I've spent the last few nights online, looking at people's blogs... both their writings and designs... and I'm beginning to understand the thrill of blogging. I think I prefer reading blogs of the people that I know, there's always the "are they blogging about me? Are they? Can't be... now why aren't they blogging about me?" feeling that comes from it. I don't really read random blogs (somewhat due to the fact that I lost my navbar) because they seem too distant for me to care about. Hmm... selfish and egoistic, aren't I? But from the few that I've come across, it's like watching daytime soap... not that I watch, but it's a little addictive, always coming back to see how things progressed from when you last read...

To be honest, I don't quite know why I started blogging in the first place. I mean, I know who inspired (motivated? conned? Oops, I mean convinced!) me to start... but not why... maybe I saw it as an avenue to vent frustration, say things that I might not have the courage to say face-to-face. I have always been better with the written word. When it comes to real-life conversations, I sometimes hem-and-haw like an idiot... sometimes... this is like keeping a diary, only that the whole world gets to read it. I'm still a little nervous about that, because it would offer an insight into my psyche, and some things I would rather keep private. But then again, there are things that I wanna shout out to the world, to shout out to... well, you know who you are!
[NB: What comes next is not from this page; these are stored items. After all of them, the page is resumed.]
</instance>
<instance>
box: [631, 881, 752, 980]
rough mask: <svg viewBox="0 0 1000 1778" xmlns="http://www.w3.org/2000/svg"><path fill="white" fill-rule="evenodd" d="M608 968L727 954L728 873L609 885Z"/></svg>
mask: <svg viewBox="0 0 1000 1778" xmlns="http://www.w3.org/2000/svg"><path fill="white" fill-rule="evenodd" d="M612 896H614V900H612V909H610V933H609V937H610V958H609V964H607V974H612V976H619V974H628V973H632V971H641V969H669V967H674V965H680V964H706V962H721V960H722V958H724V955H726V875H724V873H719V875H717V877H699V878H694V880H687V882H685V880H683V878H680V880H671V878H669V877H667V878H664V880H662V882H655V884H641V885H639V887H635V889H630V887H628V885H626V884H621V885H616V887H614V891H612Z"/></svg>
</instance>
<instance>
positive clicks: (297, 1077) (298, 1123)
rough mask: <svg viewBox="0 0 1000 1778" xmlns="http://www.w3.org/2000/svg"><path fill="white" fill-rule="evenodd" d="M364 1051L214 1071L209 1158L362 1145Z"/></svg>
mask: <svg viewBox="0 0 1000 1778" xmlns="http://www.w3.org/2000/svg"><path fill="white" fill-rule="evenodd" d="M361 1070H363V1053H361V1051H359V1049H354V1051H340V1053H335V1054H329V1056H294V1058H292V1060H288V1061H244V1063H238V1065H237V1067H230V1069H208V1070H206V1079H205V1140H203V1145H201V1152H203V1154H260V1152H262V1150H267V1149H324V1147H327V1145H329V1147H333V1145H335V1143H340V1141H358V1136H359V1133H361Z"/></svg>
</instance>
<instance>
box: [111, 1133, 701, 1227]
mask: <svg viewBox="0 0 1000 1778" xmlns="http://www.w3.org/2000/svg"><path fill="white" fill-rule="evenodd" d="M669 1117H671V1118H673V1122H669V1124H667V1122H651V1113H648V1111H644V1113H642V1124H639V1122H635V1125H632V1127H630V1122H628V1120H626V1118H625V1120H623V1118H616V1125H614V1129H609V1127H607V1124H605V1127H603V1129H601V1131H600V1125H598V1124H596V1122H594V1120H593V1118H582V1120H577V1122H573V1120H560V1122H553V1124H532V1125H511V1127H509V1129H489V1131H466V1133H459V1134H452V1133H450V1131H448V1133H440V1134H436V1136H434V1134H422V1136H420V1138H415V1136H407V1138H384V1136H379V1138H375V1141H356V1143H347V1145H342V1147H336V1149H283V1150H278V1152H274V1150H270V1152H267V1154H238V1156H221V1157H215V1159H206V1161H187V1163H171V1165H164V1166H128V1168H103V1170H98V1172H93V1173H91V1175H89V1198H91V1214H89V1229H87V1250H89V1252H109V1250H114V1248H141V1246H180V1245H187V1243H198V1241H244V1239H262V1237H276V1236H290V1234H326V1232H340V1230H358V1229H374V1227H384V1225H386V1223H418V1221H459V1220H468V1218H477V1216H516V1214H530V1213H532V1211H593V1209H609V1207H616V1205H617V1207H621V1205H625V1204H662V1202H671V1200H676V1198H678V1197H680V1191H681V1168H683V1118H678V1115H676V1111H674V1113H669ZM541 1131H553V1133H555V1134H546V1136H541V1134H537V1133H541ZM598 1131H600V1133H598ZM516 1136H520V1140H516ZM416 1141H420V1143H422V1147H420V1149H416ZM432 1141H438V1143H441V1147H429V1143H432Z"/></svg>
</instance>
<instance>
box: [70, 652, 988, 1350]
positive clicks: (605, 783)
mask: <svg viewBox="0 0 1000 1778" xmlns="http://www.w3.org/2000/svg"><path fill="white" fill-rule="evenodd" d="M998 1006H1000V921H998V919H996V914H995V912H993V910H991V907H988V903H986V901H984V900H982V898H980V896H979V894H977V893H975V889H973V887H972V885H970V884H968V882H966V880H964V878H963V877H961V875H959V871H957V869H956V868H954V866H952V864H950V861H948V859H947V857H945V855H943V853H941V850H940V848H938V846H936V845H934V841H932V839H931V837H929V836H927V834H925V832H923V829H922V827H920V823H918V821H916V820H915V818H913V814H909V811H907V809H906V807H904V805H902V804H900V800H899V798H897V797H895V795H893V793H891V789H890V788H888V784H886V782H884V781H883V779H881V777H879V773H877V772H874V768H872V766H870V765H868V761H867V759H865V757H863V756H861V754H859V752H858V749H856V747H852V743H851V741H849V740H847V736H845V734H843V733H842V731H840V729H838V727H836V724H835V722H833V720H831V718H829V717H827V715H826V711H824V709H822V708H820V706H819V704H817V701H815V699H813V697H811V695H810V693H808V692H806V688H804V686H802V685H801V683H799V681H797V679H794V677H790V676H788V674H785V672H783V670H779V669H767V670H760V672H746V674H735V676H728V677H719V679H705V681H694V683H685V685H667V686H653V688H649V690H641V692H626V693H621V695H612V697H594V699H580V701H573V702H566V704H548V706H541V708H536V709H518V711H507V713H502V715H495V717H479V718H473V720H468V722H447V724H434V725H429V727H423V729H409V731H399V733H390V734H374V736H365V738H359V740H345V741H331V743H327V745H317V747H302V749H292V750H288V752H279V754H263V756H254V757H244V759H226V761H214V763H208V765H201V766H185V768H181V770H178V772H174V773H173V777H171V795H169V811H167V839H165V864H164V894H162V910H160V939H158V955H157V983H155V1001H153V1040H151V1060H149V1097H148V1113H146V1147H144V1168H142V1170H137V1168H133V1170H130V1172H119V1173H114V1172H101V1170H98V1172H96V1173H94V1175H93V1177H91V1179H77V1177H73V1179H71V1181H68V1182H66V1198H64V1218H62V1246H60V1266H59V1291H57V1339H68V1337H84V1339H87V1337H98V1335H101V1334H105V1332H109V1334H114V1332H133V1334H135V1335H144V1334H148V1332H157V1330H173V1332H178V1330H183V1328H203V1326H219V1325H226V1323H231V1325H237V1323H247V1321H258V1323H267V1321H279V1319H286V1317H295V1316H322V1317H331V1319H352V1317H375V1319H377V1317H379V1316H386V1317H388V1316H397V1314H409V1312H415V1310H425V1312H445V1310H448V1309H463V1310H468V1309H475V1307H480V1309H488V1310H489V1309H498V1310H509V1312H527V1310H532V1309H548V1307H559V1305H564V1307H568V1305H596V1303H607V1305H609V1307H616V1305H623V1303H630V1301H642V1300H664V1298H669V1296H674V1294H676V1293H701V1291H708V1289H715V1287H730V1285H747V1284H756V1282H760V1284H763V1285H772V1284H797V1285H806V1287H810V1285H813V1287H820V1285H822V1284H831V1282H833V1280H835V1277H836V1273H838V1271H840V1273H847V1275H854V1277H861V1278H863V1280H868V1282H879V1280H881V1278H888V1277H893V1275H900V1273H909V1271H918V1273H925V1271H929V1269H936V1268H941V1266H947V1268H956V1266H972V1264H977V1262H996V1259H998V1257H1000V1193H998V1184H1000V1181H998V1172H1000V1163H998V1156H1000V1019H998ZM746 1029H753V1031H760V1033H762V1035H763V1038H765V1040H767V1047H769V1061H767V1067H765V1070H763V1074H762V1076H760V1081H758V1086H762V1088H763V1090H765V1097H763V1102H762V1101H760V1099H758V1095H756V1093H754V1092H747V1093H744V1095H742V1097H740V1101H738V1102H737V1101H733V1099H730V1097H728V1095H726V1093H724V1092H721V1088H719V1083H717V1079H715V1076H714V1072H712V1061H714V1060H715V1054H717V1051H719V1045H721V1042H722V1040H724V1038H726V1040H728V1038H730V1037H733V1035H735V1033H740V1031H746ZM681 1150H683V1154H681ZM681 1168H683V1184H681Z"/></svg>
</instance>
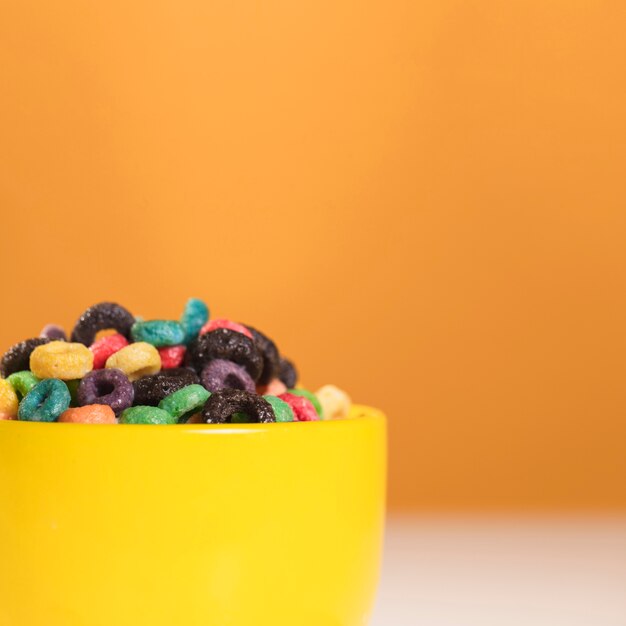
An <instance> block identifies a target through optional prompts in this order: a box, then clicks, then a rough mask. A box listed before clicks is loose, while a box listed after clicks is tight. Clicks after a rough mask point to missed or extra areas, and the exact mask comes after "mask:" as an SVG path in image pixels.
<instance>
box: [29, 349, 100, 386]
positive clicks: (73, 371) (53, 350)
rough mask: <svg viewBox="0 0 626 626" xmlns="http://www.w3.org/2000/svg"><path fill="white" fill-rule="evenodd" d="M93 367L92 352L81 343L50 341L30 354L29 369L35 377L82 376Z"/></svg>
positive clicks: (70, 376)
mask: <svg viewBox="0 0 626 626" xmlns="http://www.w3.org/2000/svg"><path fill="white" fill-rule="evenodd" d="M92 369H93V354H92V352H91V350H89V348H88V347H87V346H85V345H83V344H82V343H70V342H69V341H51V342H50V343H44V344H43V345H41V346H37V347H36V348H35V349H34V350H33V351H32V353H31V355H30V370H31V372H32V373H33V374H34V375H35V376H37V378H42V379H43V378H60V379H61V380H74V379H76V378H82V377H83V376H84V375H85V374H87V373H88V372H90V371H91V370H92Z"/></svg>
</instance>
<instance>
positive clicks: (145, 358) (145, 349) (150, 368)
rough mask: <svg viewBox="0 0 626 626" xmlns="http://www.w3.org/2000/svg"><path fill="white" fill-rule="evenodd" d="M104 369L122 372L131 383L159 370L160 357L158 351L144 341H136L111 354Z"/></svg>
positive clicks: (160, 358)
mask: <svg viewBox="0 0 626 626" xmlns="http://www.w3.org/2000/svg"><path fill="white" fill-rule="evenodd" d="M105 367H107V368H112V367H114V368H116V369H119V370H122V372H124V374H126V376H128V380H130V381H131V382H133V381H135V380H137V379H138V378H141V377H142V376H149V375H151V374H156V373H157V372H158V371H159V370H160V369H161V356H160V355H159V352H158V350H157V349H156V348H155V347H154V346H153V345H151V344H149V343H146V342H145V341H137V342H135V343H131V344H129V345H127V346H126V347H124V348H122V349H121V350H118V351H117V352H116V353H115V354H112V355H111V356H110V357H109V358H108V359H107V362H106V365H105Z"/></svg>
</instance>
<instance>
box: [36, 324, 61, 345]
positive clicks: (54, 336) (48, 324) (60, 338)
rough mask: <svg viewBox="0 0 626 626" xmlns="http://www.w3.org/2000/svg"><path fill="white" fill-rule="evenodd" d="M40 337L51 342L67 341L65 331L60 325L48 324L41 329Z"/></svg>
mask: <svg viewBox="0 0 626 626" xmlns="http://www.w3.org/2000/svg"><path fill="white" fill-rule="evenodd" d="M39 336H40V337H44V338H45V339H50V340H51V341H67V335H66V334H65V331H64V330H63V329H62V328H61V327H60V326H59V325H58V324H46V325H45V326H44V327H43V328H42V329H41V332H40V333H39Z"/></svg>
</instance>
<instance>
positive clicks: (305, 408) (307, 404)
mask: <svg viewBox="0 0 626 626" xmlns="http://www.w3.org/2000/svg"><path fill="white" fill-rule="evenodd" d="M278 397H279V398H280V399H281V400H284V401H285V402H286V403H287V404H288V405H289V406H290V407H291V409H292V411H293V413H294V415H295V416H296V420H297V421H298V422H315V421H317V420H319V415H318V414H317V411H316V410H315V407H314V406H313V404H311V401H310V400H308V399H307V398H304V397H303V396H294V395H293V394H292V393H283V394H281V395H280V396H278Z"/></svg>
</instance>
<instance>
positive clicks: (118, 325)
mask: <svg viewBox="0 0 626 626" xmlns="http://www.w3.org/2000/svg"><path fill="white" fill-rule="evenodd" d="M134 323H135V318H134V317H133V316H132V315H131V313H130V312H129V311H127V310H126V309H125V308H124V307H123V306H120V305H119V304H116V303H115V302H100V303H99V304H94V305H93V306H90V307H89V308H88V309H87V310H86V311H85V312H84V313H83V314H82V315H81V316H80V318H79V319H78V321H77V322H76V325H75V326H74V330H72V341H77V342H79V343H84V344H85V345H86V346H90V345H91V344H92V343H93V341H94V338H95V336H96V333H97V332H98V331H99V330H104V329H105V328H115V330H117V332H118V333H119V334H120V335H124V337H126V339H128V338H129V337H130V328H131V326H132V325H133V324H134Z"/></svg>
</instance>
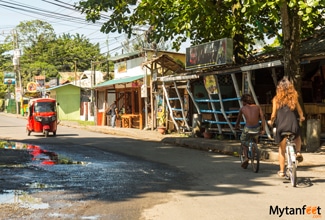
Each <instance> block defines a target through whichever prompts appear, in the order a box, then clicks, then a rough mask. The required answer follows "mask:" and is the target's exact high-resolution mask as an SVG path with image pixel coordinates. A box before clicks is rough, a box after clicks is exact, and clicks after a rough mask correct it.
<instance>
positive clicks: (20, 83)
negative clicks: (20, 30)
mask: <svg viewBox="0 0 325 220" xmlns="http://www.w3.org/2000/svg"><path fill="white" fill-rule="evenodd" d="M12 37H13V48H14V56H13V65H14V71H15V73H16V77H17V78H18V79H17V81H18V85H19V93H17V90H18V89H17V84H15V94H16V114H19V109H20V110H22V108H23V104H24V103H23V88H22V82H21V74H20V62H19V58H20V55H21V52H20V49H19V44H18V33H17V31H16V30H13V31H12ZM19 100H20V108H19ZM21 112H23V111H21Z"/></svg>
And the other thing I find fascinating? That 31 other people have actually read my blog. The one that was "forced" to, that's understandable, but everyone else? Like hey, people are actually interested in what I have to say, although some of my entries tend to be very "reader-specific"... ok then, if you're a math genius like me, you'd have deduced by now that I've had a grand total of 32, yes you got that right, 32 profile views! Maybe I can't quite compare with your 636 profile views, but hey, you had a headstart! So if you'll lay off blogging for a while, maybe I can catch up!